India’s Securities and Exchange Board (Sebi) has issued unlisted non-convertible debentures (NCDs), where mutual funds are mostly the investors, a three-month one-time window for listing has been allocated to such schemes.
A letter was sent to asset management companies late Tuesday, acoording to SEBI, stating that , starting June 15, a window would be made available to issuers who have outstanding unlisted NCDs as of March 31 without having to comply to the requirement and the guidelines on the electronic bidding platform. Mutual funds are however required to keep issuers informed of this window.
According to a copy of the letter with LiveMint , the letter stated “This is another step towards ensuring that debt mutual fund schemes hold only 10% in unlisted debt. Mutual funds have time till end of December to comply with the norms. The existing unlisted remains grandfathered. The listing would entail higher compliance and disclosures.”
The schemes had to meet the investment limits for non-listed non-convertible debentures (NCDs) at 15 percent and 10 percent of the debt portfolio by 31 March and 30 June respectively. These dates were subsequently extended to 30 September and 31 December respectively due to COVID-19 related disruptions. This additional move is to have liquidity for certain papers that are not listed. Exchanges require for the listing of fresh NCDs and not current unlisted ones, said asset management company’s CEO.
“In addition, it permitted mutual funds to grandfather the existing investments in unlisted debt instruments till maturity of such instruments, so as to not disrupt the market,” said Sebi.

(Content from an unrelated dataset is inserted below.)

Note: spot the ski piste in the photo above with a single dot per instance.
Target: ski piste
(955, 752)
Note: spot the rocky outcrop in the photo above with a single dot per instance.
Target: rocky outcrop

According to Sebi communication, if issuers of non-listed NCDs take advantage of the opportunity of one-time listing and submit their application for listing but unduly delay in getting their NCDs listed, they would be required to pay additional 1 percent coupon to investors. On Wednesday the Asset Management Companies (AMCs) were advised by the Association of Mutual Funds in India (AMFI) that they would take full advantage of the opportunity and act immediately.
“There are about 121 companies which haven’t listed their debs. Franklin Templeton is the largest owner of unlisted debts among mutual fund houses. We will request all of invester companies to list their debts,” said the CEO of a large fund house, anonymously.
MF industry holds about 41,500 crore of non-listed NCDs in all schemes, excluding liquid schemes as of March 31. The six debt schemes that are under the winding-up process hold a large chunk of these unlisted debts. Many of these NCDs are issued and used to be considered liquid investments by marquee issuers. Those have been illiquid in the new covid-19 scenario due to market uncertainty, raising problems for the mutual funds.
“Further, some of the same issuers’ listed NCDs issued after 1 October trade regularly, but the unlisted NCD of the same issuer with the same rating and potentially a shorter maturity has become completely liquid. This has been adversely impacting the performance of various mutual fund schemes investing in debt instruments,” said an AMFI member.
“While Sebi has facilitated listing of unlisted NCDs many marquee issuers such as Tata Sons are unwilling to list their bonds. Perhaps they would make up the 10% of the unlisted debt still allowed,” said an official of a fund house.